A new World Bank report, the State of Access to Modern Energy Cooking Services, finds that the rate of access to modern sources of energy for cooking stands at only 10 percent in Sub-Saharan Africa, 36 percent in East Asia, and 56 percent in Latin America and the Caribbean.
“Lack of progress in clean cooking is costing the world more than $2.4 trillion each year, driven by adverse impacts on health, climate, and gender equality.

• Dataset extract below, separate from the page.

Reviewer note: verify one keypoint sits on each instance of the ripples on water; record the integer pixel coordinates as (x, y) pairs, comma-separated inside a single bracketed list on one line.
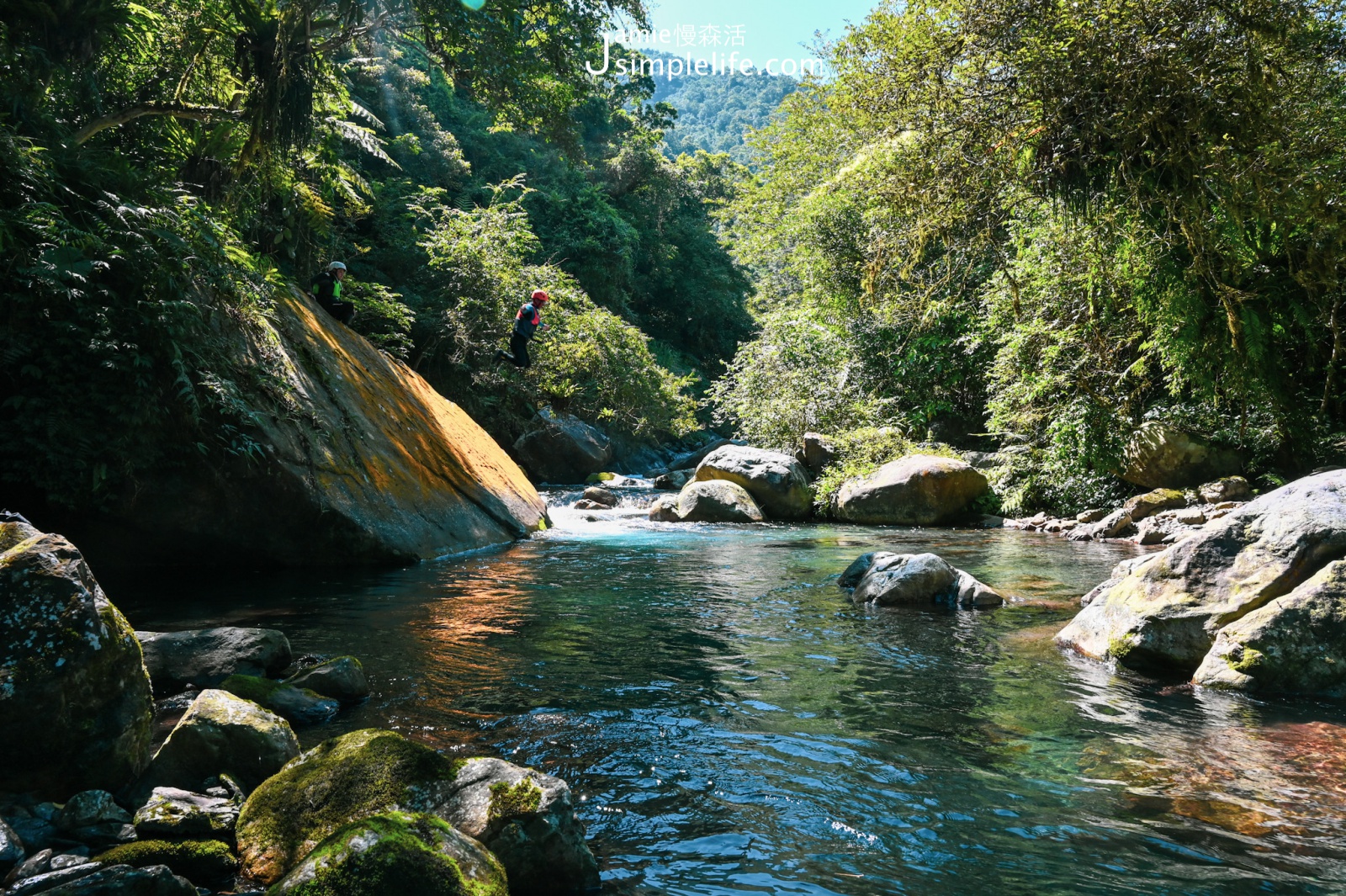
[(734, 725)]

Women bear a disproportionate share of this cost in the form of poor health and safety, as well as lost productivity,” said Makhtar Diop, World Bank Vice President for Infrastructure. “This toll may increase in the ongoing pandemic as household air pollution, resulting from the use of highly polluting fuels and stoves, may make exposed populations more susceptible to COVID-19 and other respiratory diseases.”
Funding commitments for residential clean cooking by development partners and the private sector had recently fallen from US$120 million to US $32 million1.The State of Access to Modern Energy Cooking Services report estimates that $150 billion is needed annually to reach universal access to modern energy cooking services by 2030. Of this amount, approximately $39 billion is required in public funding to ensure that modern cooking solutions are affordable for the poorest while $11 billion is needed from the private sector to install downstream infrastructure for the functioning of modern energy cooking markets, such as the distribution network. The remaining $103 billion would come from household purchases of stoves and fuels. A less ambitious scenario of reaching universal access to improved cooking services by 2030 requires $10 billion per year, including $6 billion from the public sector to fill the affordability gap and the rest by households.